A recolha de arquivos fotográficos e fílmicos, e a compilação de recortes de jornal, catálogos, cartazes, correspondência, sons e outros materiais documentais, permite revisitar o trabalho performativo do grupo Puzzle, e também expor a proliferação e o desenvolvimento dos meios de documentação e debate cultural surgidos com a democracia. Além de devolverem o contexto em que estas obras surgiram, estes materiais visibilizam um duplo movimento: a grande curiosidade e atenção de artistas internacionais às mudanças do período pós-revolucionário, e a internacionalização de artistas portugueses através da participação em festivais.

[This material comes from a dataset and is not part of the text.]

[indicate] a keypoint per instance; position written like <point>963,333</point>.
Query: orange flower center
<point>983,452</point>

Produzidos no novo contexto de liberdade, estes documentos retratam igualmente o impacto social da aproximação da arte às populações mais periféricas. A sua reinscrição na história da arte em Portugal depende, tanto deste enquadramento político, social e cultural alargado, como de uma nova perspetiva historiográfica, centrada numa análise visual e material do conjunto da obra.

A materialidade da pintura coletiva do Grupo Puzzle assenta no trabalho individual dos seus artistas, mas a sua singularidade como obra depende da participação coletiva. É a essência da sua estratégia performativa que nos remete para a complexidade de um espaço partilhado que só pode ser entendido em constante permuta. Só a justaposição das diversas obras e contextos lhes restitui a abertura e novidade discursiva com que merecem ser olhadas.